The lowest point of the uneven True Story occurs when Jill Barker (Felicity Jones) pays an impromptu prison visit to accused murderer Christian Longo (James Franco). Longo is charged with unceremoniously offing his wife and three kids and stuffing their bodies in suitcases, which he then threw over a bridge. He also curiously impersonated Jones’s fallen journalist boyfriend, Mike Finkel, during his getaway in Mexico. Then, if you can believe it, Longo lured Finkel into visiting him in jail, which led to multiple conversations and eventual plans for Finkel to unleash a book on Longo’s plight.

Apparently, the scene where Barker visits Longo is entirely fabricated, with no mention of it in Finkel’s memoir, also entitled True Story. Her character is presumably raised into a more prominent sphere with the intention of alerting the viewer to a lack of satisfying emotional interaction between her and Finkel. She seeks an answer to the question of the real reason for his reaching out to Longo.

She’s not alone in her concerns. True Story cries out for a deeper portrayal of the inner life and concerns of Finkel, and for that matter, Longo, than are presented here. While the film is intermittently fascinating, it is more often frustrating.

Leaving aside the bigger question of why we should care about either of these men in the first place, attempts to figure out just why Finkel is moving in the direction he is, often go unsatisfied.
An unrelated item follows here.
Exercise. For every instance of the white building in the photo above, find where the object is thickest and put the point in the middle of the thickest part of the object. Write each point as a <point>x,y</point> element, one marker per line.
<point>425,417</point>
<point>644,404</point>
The journalistic misrepresentation that got him booted from the New York Times was an apparent one-time sin rather than a serial pattern such as that of Jayson Blair or Stephen Glass. Thus one motive that might be considered is that which he declares to his wife: a scoop of the magnitude of Longo actually being innocent would be a big enough story to exonerate Finkel’s seemingly incontrovertible disgraced reputation. But is is hard to be sure other motivations might not be at work.
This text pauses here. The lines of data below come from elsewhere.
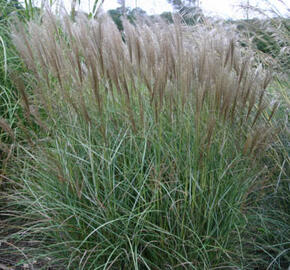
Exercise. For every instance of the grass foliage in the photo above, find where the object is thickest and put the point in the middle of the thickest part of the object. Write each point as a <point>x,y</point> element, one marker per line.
<point>151,148</point>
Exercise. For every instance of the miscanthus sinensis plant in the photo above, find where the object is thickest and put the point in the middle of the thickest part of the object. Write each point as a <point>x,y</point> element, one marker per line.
<point>148,144</point>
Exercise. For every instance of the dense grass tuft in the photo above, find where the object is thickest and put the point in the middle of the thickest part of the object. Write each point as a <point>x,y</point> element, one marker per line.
<point>145,149</point>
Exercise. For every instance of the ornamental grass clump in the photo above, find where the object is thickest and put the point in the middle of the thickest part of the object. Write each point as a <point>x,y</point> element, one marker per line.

Finkel may be enamored with the idea of the two men obviously sharing a common public identity that belies who they really are. Or he may be more or less hypnotized by Longo’s commanding calm certitude. Does Finkel wish to exploit Longo? It’s a notion not out of line with his previous transgression where he created a false composite character for a NY Times Magazine cover story on slavery in present-day Africa. Director Rupert Goold and screenwriters Goold and Michael Kajganich either don’t have a point of view or they jointly wish to throw every possible theory against the wall and have the viewer choose. Hill does a well enough job given the circumstance. Franco shines. His portrays of Longo–erratically coherent and bracingly alluring–camouflages an inner emptiness.

So it’s easy to go for the idea that Finkel was simply vulnerable and Longo took him for a ride. Then he woke up to reality and, ironically, his book, thought to be dead, somehow still comes to publication. Finally Gold resorts to magical realism to somewhat let Finkel off the hook. OK, but if we haven’t built up empathy for him because we never got to know his underlying character, we leave the film essentially not caring.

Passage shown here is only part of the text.